What does this mean for you–other than that you should postpone that trip to Oslo until after flu season? It means that you should rely on natural antipathogens for help, as they do a much better job of fighting viruses than pharmaceuticals do. Naturally occurring organic compounds have a complex chemical composition, unlike one-dimensional pharmaceuticals that target a single weakness in a pathogen, which provides an easy bypass for mutation. Because of their complex structure, natural agents can attack pathogens on multiple fronts at once. For instance, garlic, a natural antiviral, has 100 biologically active compounds that can pair up in thousands and thousands of different combinations, which by their very complexity provide an impenetrable barrier to the genetic mutation of simple organisms.

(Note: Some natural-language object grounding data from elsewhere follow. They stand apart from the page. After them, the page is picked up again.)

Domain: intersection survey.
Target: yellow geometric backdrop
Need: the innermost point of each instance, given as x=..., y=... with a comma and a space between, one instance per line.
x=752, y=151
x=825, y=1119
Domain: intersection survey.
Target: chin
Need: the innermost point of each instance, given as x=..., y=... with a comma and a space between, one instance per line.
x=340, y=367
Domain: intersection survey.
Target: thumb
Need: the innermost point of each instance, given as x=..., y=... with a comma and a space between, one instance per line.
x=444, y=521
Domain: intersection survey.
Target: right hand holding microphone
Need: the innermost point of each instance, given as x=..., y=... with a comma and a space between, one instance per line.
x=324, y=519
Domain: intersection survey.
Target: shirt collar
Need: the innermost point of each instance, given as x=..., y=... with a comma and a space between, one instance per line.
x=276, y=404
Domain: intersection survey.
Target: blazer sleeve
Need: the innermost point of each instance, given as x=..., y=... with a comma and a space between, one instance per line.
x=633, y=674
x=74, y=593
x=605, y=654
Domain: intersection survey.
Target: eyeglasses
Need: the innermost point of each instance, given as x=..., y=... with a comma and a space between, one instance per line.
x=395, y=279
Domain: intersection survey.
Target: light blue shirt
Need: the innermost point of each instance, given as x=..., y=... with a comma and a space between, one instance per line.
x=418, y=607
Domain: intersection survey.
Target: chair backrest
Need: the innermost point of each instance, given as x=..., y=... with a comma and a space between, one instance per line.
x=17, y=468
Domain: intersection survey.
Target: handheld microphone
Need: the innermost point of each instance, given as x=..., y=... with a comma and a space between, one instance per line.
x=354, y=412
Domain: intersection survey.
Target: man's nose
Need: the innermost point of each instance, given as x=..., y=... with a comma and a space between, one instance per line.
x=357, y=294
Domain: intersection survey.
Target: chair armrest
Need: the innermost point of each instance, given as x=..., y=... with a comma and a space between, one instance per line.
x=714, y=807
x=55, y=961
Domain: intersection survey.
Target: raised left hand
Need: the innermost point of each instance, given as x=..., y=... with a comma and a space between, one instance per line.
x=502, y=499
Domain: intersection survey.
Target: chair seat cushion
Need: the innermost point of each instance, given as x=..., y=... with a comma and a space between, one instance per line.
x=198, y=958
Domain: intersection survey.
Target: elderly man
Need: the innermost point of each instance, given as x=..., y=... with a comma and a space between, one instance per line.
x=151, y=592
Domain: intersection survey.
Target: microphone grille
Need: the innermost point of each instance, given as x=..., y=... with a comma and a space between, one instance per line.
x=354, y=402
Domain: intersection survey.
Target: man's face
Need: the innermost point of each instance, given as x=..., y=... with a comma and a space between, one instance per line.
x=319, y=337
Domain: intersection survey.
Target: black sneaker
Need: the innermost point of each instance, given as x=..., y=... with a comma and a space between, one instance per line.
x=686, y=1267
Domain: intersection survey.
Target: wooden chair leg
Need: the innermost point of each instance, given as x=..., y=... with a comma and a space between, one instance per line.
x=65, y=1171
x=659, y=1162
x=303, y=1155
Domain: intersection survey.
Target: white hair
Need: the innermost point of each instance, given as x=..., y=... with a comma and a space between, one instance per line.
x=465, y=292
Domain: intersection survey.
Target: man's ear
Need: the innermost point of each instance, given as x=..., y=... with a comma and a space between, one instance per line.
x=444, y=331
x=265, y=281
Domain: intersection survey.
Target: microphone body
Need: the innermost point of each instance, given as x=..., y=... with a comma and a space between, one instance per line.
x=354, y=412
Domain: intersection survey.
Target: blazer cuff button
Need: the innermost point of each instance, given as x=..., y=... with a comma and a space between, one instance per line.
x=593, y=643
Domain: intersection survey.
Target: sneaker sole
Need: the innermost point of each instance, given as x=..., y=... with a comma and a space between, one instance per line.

Garlic is just one of a group of natural pathogenic agents highly effective against viruses and bacterial infections. Other effective viral agents include:

  • Onion
  • Olive-leaf extract
  • Oil of wild mountain oregano
  • Habanero
  • Horseradish
  • Liquid ionic zinc
  • Grapefruit seed extract
  • Apple cider vinegar
  • Black elderberry

Each of these compounds, on its own, works well to combat pathogens, and when used in combination, they can create a solid defense against disease. The bottom line is that drug-resistance to pharmaceutical drugs can, and does, develop easily; pathogens cannot possibly develop resistance to the billions of combinations that the thousands of biologically active compounds in natural antivirals can produce when used in combination. So if you want to have something on hand to help you out just in case you do get a seasonal virus, don’t pin your hopes on Tamiflu. Rather, keep a stash of a high-quality, natural, antipathogenic compounds in the cupboard.